Guus Janssen/Han Bennink
Groet

(Data)

Dunno about the reader, but when I think about the concept of a piano and drums duo the names that immediately come to my mind are those of Misha Mengelberg and Han Bennink: a unique musical relationship - and nowadays, also a good example of a living, breathing tradition - that created the frame inside which their identities have developed. So in a way it's funny for me to listen to Bennink playing against another piano player - here I'll have to mention at least his past encounters with Steve Beresford (Directly To Pyjamas, 1987) and Cecil Taylor (Spots, Circles And Fantasy, 1989). Having in front of me a duo CD of Bennink with Guus Janssen made me really curious.
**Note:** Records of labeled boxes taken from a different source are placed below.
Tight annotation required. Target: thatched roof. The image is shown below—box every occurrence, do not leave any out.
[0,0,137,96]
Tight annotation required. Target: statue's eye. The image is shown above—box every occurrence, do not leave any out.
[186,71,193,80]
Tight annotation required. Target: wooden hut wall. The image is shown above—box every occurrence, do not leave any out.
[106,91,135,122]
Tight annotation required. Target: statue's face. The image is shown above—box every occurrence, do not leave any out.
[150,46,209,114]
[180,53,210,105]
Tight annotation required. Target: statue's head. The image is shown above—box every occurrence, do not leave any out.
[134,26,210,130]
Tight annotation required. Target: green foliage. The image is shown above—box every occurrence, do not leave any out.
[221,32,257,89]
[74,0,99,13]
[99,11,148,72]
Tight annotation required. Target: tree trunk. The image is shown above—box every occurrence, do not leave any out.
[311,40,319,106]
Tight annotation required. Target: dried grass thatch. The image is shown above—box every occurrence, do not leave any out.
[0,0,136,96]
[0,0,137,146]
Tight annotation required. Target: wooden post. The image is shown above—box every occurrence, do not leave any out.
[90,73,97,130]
I believe I first heard Janssen's piano in the early eighties, on an album by the Maarten Altena Octet. Since then, of course, he's became a protagonist of the Dutch music scene under various guises, be it solo or group, composed or improvised. Of course, Janssen is a very different player from Mengelberg, so half the fun is listening to Bennink's Art Blakey - who we usually hear playing against Mengelberg's Monk - having to complement Janssen's... (Tristano? Tatum?). A clear, staccato touch that uses both hands, motivic variations and a quite distinctive quoting/referencing aesthetic to perfection. So we have surprises aplenty - check the boogie-woogie that starts Pethem, to which Bennink reacts with the by now expected enthusiasm - and the way the tune ends; almost the same could be said of the almost-ragtime which starts Groet - Bennink on brushes.

The recording is crystal clear - like having both musicians playing in one's living room; one can really hear Bennink briefly leaving his drum stool to hit some surface in the club (which is the BIMhuis, by the way, on November 29, 2004); kudos to engineer/producer Dick Lukas.

So we can really enjoy the "walking bass part" on Winkel (it would have made Mingus proud); the "trill dialogue" starting at about 3'30" in Hem; the jazz conversation in Medemeleke - a track where the appearance of Anthony Braxton in his "in the tradition" mode wouldn't have sounded out of place. The nice points are too many to mention here, but I'll also say of the "almost-but-not-quite" nod in the general direction of Functional/Monk in Ziepe; and of the Mengelberg-penned Peer's Counting Song.

Intelligent, funny and not at all difficult to listen too, at 43' Groet is also an album of perfect length.